The foregoing description is only of the preferred embodiments of the present application, and is not intended to limit the scope of the application, but rather is intended to cover any equivalents of the structures or equivalent processes disclosed herein or in the alternative, which may be employed directly or indirectly in other related arts.

Claims

1. The vehicle-locomotive control fault diagnosis processing method is characterized by comprising the following steps of:

2. The method for diagnosing and processing a vehicle-control fault as claimed in claim 1, wherein said collecting the embedded point information in each command transmission process, integrating the embedded point information of each vehicle-control function into corresponding embedded point data, comprises:

the instruction comprises a voice instruction and a vehicle end instruction;

3. The vehicle-to-vehicle fault diagnosis processing method according to claim 2, wherein the instruction transmission process includes:

4. The method for diagnosing and processing a vehicle-controlled fault as recited in claim 1, wherein said generating a first data set based on the buried data of all the vehicle-controlled functions includes:

5. The method of claim 1, wherein generating a vehicle control function fault prediction model based on the first data set comprises:

6. The method for diagnosing and processing a vehicle control failure as recited in claim 5, wherein said generating a vehicle control function failure prediction model based on said first data set further comprises:

7. The vehicle-to-vehicle fault diagnosis processing method according to claim 1, wherein the expert knowledge graph generation method comprises:

And generating an expert knowledge graph based on the third data set.

8. The method for diagnosing and processing a vehicle-control fault as claimed in claim 1, wherein said processing a fault according to the expert solutions matched in the expert knowledge graph based on the fault information comprises:

9. The method for diagnosing and processing a vehicle-to-vehicle fault as claimed in claim 8, wherein said processing the fault according to the expert solutions matched in the expert knowledge graph further comprises:

If the fault of the vehicle control function is not repaired, marking corresponding fault information, fault codes and expert solutions for the buried point data when the vehicle control function is called, and adding the marked buried point data to an expert knowledge graph.

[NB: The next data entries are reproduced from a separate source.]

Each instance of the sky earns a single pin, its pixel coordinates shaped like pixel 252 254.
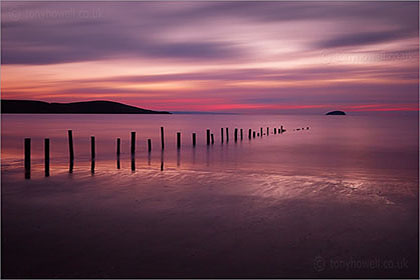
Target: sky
pixel 239 57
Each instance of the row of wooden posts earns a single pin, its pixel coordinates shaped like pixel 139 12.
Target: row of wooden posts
pixel 209 140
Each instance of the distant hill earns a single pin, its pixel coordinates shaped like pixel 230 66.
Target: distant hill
pixel 88 107
pixel 341 113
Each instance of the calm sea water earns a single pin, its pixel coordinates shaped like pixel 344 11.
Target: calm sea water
pixel 299 204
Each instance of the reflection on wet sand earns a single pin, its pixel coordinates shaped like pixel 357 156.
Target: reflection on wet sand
pixel 133 163
pixel 71 165
pixel 161 160
pixel 92 166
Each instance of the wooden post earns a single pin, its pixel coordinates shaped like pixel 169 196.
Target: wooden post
pixel 92 166
pixel 118 146
pixel 27 158
pixel 149 145
pixel 162 137
pixel 133 142
pixel 133 163
pixel 71 151
pixel 92 146
pixel 178 140
pixel 47 156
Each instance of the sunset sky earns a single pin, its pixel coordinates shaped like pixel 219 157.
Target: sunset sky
pixel 244 57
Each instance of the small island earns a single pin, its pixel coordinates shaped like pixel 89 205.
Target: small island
pixel 336 113
pixel 88 107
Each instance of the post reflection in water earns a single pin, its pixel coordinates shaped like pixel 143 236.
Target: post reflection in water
pixel 161 160
pixel 208 154
pixel 133 163
pixel 118 162
pixel 71 164
pixel 178 158
pixel 92 167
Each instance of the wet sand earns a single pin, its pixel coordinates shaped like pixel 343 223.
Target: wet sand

10. A vehicle-to-vehicle fault diagnosis processing system, characterized in that the vehicle-to-vehicle fault diagnosis processing system comprises:

The vehicle end service module is used for outputting a vehicle control fault result through the embedded data corresponding to the vehicle control function by the vehicle control function fault prediction model when the vehicle control function is called, wherein the result is a non-fault or fault comprising fault information; and processing the faults according to the expert solutions matched in the expert knowledge graph according to the fault information.